(MFI) A la recherche de nouveaux moyens de prévention des crises financières, le Fonds monétaire international étudie la création d’un cadre juridique permettant à un pays en difficulté de restructurer « calmement » ses dettes, sans… déposer le bilan.
L’Américaine Anne Krueger, nouveau directeur général adjoint du Fonds monétaire international(FMI), a relancé au dernier trimestre 2001 les études visant à combler un vide dans le dispositif juridique international. Elle propose une formule inspirée du fonctionnement des tribunaux de faillite qui, dans bien des pays, offrent aux endettés une protection temporaire contre leurs créanciers afin de leur donner le temps de trouver des solutions. Le but est de permettre aux pays endettés en crise de trouver des solutions rapides et ordonnées, sans avoir à recourir à des opérations massives de secours financiers par la communauté internationale qui, dans la plupart des cas, permettent aux créanciers privés d’échapper à toute forme de sacrifice.

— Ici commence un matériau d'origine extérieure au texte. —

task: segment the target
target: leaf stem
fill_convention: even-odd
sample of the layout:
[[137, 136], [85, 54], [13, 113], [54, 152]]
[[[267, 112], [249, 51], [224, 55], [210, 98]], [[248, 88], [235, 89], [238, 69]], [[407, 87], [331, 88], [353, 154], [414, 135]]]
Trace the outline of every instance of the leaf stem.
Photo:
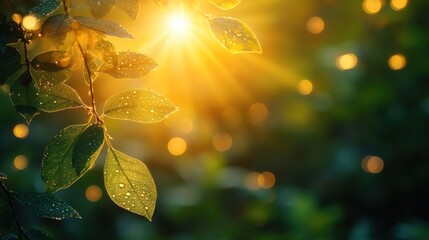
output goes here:
[[85, 67], [84, 71], [86, 71], [86, 73], [88, 74], [88, 78], [89, 78], [89, 94], [91, 96], [91, 106], [92, 106], [91, 112], [97, 118], [97, 123], [98, 124], [100, 124], [100, 123], [102, 124], [103, 120], [98, 115], [97, 109], [95, 107], [94, 84], [92, 82], [91, 70], [89, 69], [88, 62], [86, 61], [86, 57], [85, 57], [86, 52], [83, 50], [82, 45], [80, 44], [80, 42], [77, 41], [77, 40], [76, 40], [76, 42], [77, 42], [77, 45], [79, 46], [79, 50], [80, 50], [80, 52], [81, 52], [81, 54], [83, 56], [83, 62], [84, 62], [84, 67]]
[[29, 239], [28, 236], [27, 236], [27, 234], [25, 234], [25, 231], [22, 228], [21, 223], [19, 222], [18, 214], [16, 213], [15, 205], [13, 204], [13, 197], [10, 194], [9, 189], [7, 189], [7, 187], [4, 185], [4, 183], [2, 181], [0, 181], [0, 186], [3, 189], [3, 191], [6, 193], [7, 198], [9, 199], [9, 204], [8, 205], [10, 207], [10, 210], [12, 211], [13, 217], [15, 219], [16, 226], [18, 227], [18, 239], [21, 239], [21, 235], [24, 236], [26, 239]]

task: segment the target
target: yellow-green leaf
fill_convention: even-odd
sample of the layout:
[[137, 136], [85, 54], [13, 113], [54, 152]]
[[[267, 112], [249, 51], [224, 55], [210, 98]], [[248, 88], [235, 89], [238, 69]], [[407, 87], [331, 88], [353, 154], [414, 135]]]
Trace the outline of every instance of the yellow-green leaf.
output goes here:
[[116, 66], [103, 69], [103, 72], [115, 78], [141, 78], [158, 67], [152, 58], [136, 52], [119, 52]]
[[241, 0], [207, 0], [207, 1], [215, 4], [218, 8], [222, 10], [233, 9], [241, 2]]
[[230, 17], [208, 18], [216, 40], [231, 53], [262, 53], [256, 34], [244, 22]]
[[152, 175], [143, 162], [109, 147], [104, 185], [118, 206], [152, 219], [157, 192]]
[[106, 101], [104, 115], [110, 118], [154, 123], [175, 112], [167, 98], [151, 90], [136, 89], [118, 93]]

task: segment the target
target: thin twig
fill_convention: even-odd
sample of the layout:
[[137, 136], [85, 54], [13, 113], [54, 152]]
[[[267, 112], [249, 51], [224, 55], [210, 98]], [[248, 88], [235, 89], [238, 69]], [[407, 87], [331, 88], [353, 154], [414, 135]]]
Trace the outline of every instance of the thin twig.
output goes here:
[[15, 205], [13, 204], [13, 197], [10, 194], [9, 189], [7, 189], [7, 187], [4, 185], [2, 181], [0, 181], [0, 185], [3, 191], [6, 193], [7, 198], [9, 199], [8, 205], [10, 207], [10, 210], [12, 211], [13, 217], [15, 218], [16, 226], [18, 227], [18, 239], [21, 239], [21, 235], [23, 235], [26, 239], [29, 239], [27, 234], [25, 234], [24, 229], [21, 226], [21, 223], [19, 222], [18, 215], [16, 214], [16, 210], [15, 210]]

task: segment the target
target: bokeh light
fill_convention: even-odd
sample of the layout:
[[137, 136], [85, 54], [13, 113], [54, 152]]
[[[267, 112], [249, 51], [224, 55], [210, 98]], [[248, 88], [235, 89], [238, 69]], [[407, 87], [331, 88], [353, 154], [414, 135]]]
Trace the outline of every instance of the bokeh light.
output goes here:
[[18, 124], [13, 128], [13, 135], [17, 138], [26, 138], [28, 136], [29, 129], [25, 124]]
[[364, 0], [362, 2], [362, 8], [368, 14], [378, 13], [382, 6], [383, 2], [381, 0]]
[[171, 155], [180, 156], [185, 153], [187, 148], [186, 141], [181, 137], [174, 137], [168, 141], [167, 149]]
[[272, 172], [263, 172], [258, 175], [258, 184], [262, 188], [272, 188], [276, 183], [276, 177]]
[[213, 136], [213, 146], [220, 152], [229, 150], [232, 146], [232, 137], [229, 133], [220, 132]]
[[401, 70], [407, 64], [407, 59], [403, 54], [395, 54], [389, 58], [388, 64], [392, 70]]
[[254, 103], [249, 108], [250, 123], [254, 125], [259, 125], [267, 120], [268, 114], [269, 111], [265, 104]]
[[325, 29], [325, 21], [318, 16], [311, 17], [307, 21], [307, 29], [312, 34], [319, 34]]
[[102, 196], [103, 196], [103, 191], [99, 186], [91, 185], [88, 188], [86, 188], [85, 197], [86, 199], [88, 199], [88, 201], [98, 202], [100, 201]]
[[404, 9], [408, 4], [408, 0], [390, 0], [390, 7], [395, 11]]
[[309, 95], [313, 92], [313, 83], [310, 80], [304, 79], [299, 81], [297, 88], [301, 95]]
[[22, 19], [22, 27], [27, 30], [37, 30], [39, 28], [39, 20], [34, 15], [27, 15]]
[[337, 58], [336, 64], [340, 70], [350, 70], [356, 67], [358, 58], [353, 53], [347, 53]]
[[24, 155], [18, 155], [13, 159], [13, 166], [17, 170], [24, 170], [28, 166], [28, 158]]
[[362, 160], [362, 169], [365, 172], [377, 174], [383, 171], [384, 161], [378, 156], [366, 156]]

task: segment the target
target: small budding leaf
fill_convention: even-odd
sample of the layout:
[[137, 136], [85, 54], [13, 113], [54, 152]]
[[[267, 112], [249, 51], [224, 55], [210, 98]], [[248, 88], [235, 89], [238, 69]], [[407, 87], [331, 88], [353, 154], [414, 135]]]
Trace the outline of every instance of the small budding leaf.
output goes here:
[[74, 17], [74, 20], [78, 21], [80, 24], [85, 25], [93, 30], [99, 31], [101, 33], [120, 37], [120, 38], [134, 38], [127, 29], [123, 28], [120, 24], [103, 19], [93, 19], [87, 17]]
[[29, 240], [53, 240], [47, 233], [38, 229], [24, 229], [24, 232]]
[[115, 78], [141, 78], [158, 67], [150, 57], [136, 52], [119, 52], [116, 66], [103, 71]]
[[222, 10], [230, 10], [240, 4], [241, 0], [207, 0]]
[[165, 8], [168, 5], [168, 0], [153, 0], [160, 8]]
[[73, 20], [65, 14], [58, 14], [46, 19], [42, 25], [42, 36], [65, 38], [71, 29]]
[[[47, 192], [55, 192], [68, 188], [76, 182], [92, 166], [97, 158], [96, 154], [89, 154], [91, 158], [85, 169], [77, 174], [73, 167], [73, 152], [76, 141], [85, 132], [89, 125], [73, 125], [64, 128], [48, 144], [42, 158], [42, 180]], [[84, 150], [82, 150], [84, 151]], [[89, 153], [89, 151], [86, 151]]]
[[155, 123], [175, 112], [167, 98], [151, 90], [136, 89], [118, 93], [106, 101], [104, 115], [140, 123]]
[[152, 219], [157, 192], [143, 162], [110, 147], [104, 165], [104, 185], [118, 206]]
[[259, 40], [246, 23], [230, 17], [211, 17], [208, 22], [213, 36], [231, 53], [262, 53]]
[[89, 10], [95, 18], [102, 18], [112, 11], [115, 0], [88, 0]]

Il ne s’agit bien sûr pas de permettre à un Etat endetté de « déposer son bilan », mais de créer un cadre juridique qui encouragerait les débiteurs et les créanciers, y compris ceux du secteur privé, à se retrouver afin de restructurer des dettes insoutenables, à temps et d’une manière ordonnée. L’Etat en question bénéficierait d’une « protection légale contre des créanciers faisant obstacle à une restructuration nécessaire, en échange d’une obligation de négocier de bonne foi avec ses créanciers et de mettre en œuvre des politiques qui empêcheraient des problèmes à l’avenir », explique Anne Krueger. Elle pense que l’existence même d’un tel cadre légal inciterait toutes les parties à se mettre d’accord sans avoir à recourir à une telle procédure.
Les créanciers privés de plus en plus nombreux
Il faudra sans doute attendre deux à trois ans avant qu’un tel dispositif soit définitivement élaboré et adopté, selon Anne Krueger, qui souligne cependant la nécessité d’une nouvelle approche du fait que les économies émergentes ont tendance à émettre des obligations plutôt que de recourir à des emprunts bancaires. Les investisseurs qui détiennent ces obligations sont infiniment plus nombreux et ne constituent pas un groupe homogène, comme le furent les banques avec lesquelles les pays endettés latino-américains devaient trouver des solutions négociées pendant la crise de la dette des années quatre-vingt. « Les créanciers privés sont à présent de plus en plus nombreux, ils sont anonymes, et il est difficile d’assurer une coordination de leur position de négociation », note Anne Krueger, qui souligne que des « prédateurs » ont parfois troublé la recherche de solutions ordonnées en poursuivant l’Etat endetté devant les tribunaux de leur propre pays.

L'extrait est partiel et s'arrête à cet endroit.